In the case of Acevedo v. Treasurer, 52. P.R.R. 446, 450, the only holding made which might have some bearing on the question involved in the present appeal was, that a creditor has sufficient interest in a promissory note pledged to him as collateral security to support an action by him in his own name to enforce the collection thereof; and that a creditor who holds in pledge, as collateral security, a promissory note secured by mortgage, need not become the absolute owner of the note, or of the mortgage, in order to institute a summary foreclosure proceeding. The lower court did not deny the right of Banco de Ponce, as holder of the promissory note pledged to it as collateral security, to bring an action to recover the amount of the mortgage. What it did hold, correctly in our judgment, was that the foreclosing bank had no right to enforce the security behind the back of the subrogated creditor and in disregard of the rights acquired by the latter; and that as a result of such conduct, the sub-rogated creditor was released from his obligation with respect to the balance of the debt.
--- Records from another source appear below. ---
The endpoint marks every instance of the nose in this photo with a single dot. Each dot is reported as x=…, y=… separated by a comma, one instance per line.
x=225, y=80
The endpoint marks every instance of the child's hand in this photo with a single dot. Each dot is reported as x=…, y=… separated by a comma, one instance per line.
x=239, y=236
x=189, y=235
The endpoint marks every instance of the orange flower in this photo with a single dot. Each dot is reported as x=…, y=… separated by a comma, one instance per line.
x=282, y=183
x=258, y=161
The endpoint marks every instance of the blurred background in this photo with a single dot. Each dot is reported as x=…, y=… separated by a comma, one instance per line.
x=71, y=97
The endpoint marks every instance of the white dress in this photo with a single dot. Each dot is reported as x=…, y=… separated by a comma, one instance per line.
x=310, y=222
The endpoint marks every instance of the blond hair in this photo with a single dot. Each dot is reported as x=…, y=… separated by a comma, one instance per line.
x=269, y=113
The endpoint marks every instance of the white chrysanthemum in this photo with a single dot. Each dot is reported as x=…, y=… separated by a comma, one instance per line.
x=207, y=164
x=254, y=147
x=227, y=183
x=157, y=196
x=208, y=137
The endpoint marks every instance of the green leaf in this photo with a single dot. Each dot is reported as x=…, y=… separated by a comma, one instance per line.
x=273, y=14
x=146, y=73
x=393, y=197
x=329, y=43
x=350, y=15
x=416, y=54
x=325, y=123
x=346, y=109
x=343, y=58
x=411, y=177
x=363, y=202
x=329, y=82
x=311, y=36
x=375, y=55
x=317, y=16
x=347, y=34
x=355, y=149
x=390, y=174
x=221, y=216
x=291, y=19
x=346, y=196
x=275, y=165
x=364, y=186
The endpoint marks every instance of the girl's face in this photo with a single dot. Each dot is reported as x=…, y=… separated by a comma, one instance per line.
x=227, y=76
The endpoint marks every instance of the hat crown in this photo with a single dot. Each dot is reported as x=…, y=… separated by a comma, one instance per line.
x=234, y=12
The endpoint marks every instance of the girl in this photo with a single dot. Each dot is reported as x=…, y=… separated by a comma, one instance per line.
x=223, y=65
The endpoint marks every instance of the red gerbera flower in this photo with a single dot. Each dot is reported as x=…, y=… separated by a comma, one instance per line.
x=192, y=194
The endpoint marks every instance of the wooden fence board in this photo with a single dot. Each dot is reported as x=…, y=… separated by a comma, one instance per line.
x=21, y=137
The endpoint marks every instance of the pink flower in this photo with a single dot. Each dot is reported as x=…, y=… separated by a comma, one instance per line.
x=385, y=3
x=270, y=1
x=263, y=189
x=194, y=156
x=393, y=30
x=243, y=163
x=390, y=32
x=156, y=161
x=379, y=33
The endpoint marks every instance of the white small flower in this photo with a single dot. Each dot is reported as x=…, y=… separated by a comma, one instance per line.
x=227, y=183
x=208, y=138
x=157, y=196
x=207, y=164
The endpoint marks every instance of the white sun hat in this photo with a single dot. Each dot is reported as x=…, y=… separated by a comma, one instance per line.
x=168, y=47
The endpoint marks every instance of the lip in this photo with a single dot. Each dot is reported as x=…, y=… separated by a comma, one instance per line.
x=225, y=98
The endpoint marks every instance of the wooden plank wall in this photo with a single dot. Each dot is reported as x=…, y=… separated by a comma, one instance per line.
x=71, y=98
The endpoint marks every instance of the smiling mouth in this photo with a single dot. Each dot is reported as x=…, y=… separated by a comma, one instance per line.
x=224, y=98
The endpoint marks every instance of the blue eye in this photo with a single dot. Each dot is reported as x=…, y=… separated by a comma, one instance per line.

In ihe case of National City Bank v. Guarch, 50 P.R.R. 847, the facts which served as a basis for the judgment appealed from were similar to those of the case at bar, with this difference, that there the bank had not extinguished the collateral security but only waived and suspended, for a period of ten years, its rights to declare the debt due and to foreclose the mortgage. We held that “it would be unjust and inequitable to hold that Guarch is subject to the *58disadvantages and obligations of a contract executed without his knowledge or consent, but is entitled to the rights and benefits granted in that same contract to the other debtor.” The situation of the subrogated creditor in the case at bar is much more disadvantageous than that of Guareh in the case cited. Guarch only had to wait ten years in order to be able to enforce his rights as a subrogated creditor. The heirs of Pérez Andújar have nothing to be subrogated to, for the mortgage was extinguished by the original creditor without the- knowledge or consent of the subrogated creditor.
The judgment and order appealed from must be affirmed.
Mr. Justice Todd, Jr., did not participate herein.